Mekanisme, yang memungkinkan biofiltrasi bekerja dan yang harus dikendalikan untuk
memastikan kesuksesan, rumit. Pada akhirnya, biotransformasi mengubah kontaminan menjadi
biomassa, produk sampingan metabolik atau karbon dioksida dan air. Makalah review ini
menyajikan ikhtisar teknologi biofiltrasi untuk mengendalikan polutan air, fungsi, mekanisme dan
parameter yang Dirancang.

Kata kunci: Biofilterasi; Kontaminan; Pengembangan biofilter; Mikroorganisme; Parameter.

1. PENDAHULUAN
Akhir-akhir ini banyak polutan Karena tingginya pelepasan berbagai polutan, telah
terjadi peningkatan jumlah masalah terkait lingkungan dan biasanya berupa senyawa
Xenobiotik. Karena tingkat toksisitas yang tinggi dan kurangnya perhatian, akumulasinya
dapat menyebabkan masalah lingkungan yang parah. Filtrasi adalah salah satu proses
perawatan yang paling penting yang digunakan dalam pengolahan air dan air limbah. Dalam
pengolahan air, digunakan untuk memurnikan air permukaan untuk penggunaan guna guna
sedangkan pada pengolahan air limbah, tujuan utama filtrasi adalah untuk menghasilkan
efluen dengan kualitas tinggi sehingga dapat digunakan kembali untuk berbagai keperluan.

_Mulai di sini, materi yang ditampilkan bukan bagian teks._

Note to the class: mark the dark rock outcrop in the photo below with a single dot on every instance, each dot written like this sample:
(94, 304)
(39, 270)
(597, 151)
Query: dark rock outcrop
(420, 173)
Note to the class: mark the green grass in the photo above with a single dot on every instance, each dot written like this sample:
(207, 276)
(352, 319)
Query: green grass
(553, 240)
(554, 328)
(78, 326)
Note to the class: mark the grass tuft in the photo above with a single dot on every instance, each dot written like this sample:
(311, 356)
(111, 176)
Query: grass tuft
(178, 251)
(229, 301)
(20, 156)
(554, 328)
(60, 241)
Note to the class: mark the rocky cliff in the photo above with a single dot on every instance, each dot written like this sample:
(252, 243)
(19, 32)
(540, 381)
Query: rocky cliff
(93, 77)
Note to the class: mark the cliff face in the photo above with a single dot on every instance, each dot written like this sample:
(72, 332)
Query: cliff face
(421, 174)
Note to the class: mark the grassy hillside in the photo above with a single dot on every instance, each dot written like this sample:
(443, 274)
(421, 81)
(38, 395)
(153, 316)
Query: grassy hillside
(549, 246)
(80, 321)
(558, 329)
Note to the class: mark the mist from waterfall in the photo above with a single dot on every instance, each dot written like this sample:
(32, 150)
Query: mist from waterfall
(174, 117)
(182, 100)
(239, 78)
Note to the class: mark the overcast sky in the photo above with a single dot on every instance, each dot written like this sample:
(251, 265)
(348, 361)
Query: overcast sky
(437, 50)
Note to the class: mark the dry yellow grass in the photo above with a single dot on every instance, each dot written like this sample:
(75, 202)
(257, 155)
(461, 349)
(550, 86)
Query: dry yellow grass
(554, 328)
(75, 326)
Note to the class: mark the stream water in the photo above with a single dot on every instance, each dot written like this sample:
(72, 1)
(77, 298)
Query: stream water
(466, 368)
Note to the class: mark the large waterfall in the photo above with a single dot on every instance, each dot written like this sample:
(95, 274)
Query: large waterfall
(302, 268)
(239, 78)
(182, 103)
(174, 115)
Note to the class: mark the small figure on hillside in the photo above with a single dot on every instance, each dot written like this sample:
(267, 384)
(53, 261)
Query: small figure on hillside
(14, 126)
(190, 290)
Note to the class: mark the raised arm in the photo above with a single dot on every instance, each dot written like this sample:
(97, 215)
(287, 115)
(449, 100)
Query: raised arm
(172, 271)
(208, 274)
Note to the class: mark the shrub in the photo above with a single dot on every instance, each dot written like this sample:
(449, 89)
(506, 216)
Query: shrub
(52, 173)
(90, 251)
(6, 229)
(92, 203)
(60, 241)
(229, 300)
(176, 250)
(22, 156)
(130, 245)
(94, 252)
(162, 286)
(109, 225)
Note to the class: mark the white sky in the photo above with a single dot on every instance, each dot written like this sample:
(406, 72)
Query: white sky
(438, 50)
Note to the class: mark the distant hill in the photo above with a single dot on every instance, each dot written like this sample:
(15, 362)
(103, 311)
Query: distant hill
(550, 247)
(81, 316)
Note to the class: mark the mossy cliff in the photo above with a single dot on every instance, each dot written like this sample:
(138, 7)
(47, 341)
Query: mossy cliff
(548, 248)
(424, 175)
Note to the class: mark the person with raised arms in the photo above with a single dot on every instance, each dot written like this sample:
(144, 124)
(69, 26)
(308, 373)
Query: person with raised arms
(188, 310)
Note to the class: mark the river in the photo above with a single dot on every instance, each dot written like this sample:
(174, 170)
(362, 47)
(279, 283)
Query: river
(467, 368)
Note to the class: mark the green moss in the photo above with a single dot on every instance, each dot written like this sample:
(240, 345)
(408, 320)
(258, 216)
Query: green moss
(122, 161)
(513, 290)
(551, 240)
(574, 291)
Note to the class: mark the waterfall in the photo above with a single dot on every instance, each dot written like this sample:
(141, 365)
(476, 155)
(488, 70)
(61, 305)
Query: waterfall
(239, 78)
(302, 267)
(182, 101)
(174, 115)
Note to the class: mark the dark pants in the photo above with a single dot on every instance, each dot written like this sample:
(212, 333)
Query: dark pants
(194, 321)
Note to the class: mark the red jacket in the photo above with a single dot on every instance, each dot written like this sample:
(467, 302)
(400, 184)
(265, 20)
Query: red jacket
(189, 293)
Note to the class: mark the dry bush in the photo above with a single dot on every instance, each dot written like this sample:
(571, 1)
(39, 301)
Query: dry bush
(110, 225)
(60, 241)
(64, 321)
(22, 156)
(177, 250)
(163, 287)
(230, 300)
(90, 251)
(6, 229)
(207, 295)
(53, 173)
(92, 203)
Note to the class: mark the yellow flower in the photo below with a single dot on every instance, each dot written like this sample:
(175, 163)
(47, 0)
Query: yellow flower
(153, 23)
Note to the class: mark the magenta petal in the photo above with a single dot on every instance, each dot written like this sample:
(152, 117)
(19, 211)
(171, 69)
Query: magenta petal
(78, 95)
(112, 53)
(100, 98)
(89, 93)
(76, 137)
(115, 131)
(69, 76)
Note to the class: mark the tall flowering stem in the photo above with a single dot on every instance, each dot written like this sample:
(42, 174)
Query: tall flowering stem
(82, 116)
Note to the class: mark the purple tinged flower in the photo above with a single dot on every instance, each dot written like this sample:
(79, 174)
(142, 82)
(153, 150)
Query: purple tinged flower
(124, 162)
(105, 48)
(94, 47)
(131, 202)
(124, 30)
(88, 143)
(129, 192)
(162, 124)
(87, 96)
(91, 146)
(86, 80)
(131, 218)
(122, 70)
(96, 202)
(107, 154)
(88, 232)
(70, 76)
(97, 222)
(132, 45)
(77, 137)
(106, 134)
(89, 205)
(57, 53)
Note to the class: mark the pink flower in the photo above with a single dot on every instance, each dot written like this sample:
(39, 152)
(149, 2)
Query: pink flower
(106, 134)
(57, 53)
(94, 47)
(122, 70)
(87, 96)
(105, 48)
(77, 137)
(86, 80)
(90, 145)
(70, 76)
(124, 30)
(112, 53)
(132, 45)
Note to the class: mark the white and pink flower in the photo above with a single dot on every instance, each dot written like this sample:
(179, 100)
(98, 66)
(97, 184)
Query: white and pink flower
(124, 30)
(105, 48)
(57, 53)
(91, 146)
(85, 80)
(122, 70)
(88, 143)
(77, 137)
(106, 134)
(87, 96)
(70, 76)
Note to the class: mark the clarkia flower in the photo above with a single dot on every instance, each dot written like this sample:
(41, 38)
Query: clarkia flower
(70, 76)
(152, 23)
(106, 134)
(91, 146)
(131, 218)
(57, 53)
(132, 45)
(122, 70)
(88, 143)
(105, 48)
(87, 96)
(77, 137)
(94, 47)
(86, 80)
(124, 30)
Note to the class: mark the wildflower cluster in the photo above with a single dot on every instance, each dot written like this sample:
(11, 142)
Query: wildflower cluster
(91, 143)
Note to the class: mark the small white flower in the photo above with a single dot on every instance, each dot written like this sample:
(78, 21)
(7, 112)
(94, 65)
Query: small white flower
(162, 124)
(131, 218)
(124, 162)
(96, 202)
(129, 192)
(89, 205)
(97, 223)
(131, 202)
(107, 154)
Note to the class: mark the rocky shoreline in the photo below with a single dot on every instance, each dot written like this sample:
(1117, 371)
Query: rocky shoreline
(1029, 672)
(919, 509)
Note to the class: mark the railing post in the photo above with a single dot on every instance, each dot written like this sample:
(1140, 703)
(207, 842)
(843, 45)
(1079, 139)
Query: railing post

Awalnya, biofilter dikembangkan menggunakan batuan atau terak sebagai media filter,
namun saat ini, berbagai jenis biofilter seperti yang baru ini adalah yang dikemas hanya
saja berbeda nama dan dibedakan berdasarkan mode operasional, prinsip dasar biofilter
sama: biodegradasi polutan oleh mikroorganisme yang menempel pada media filter.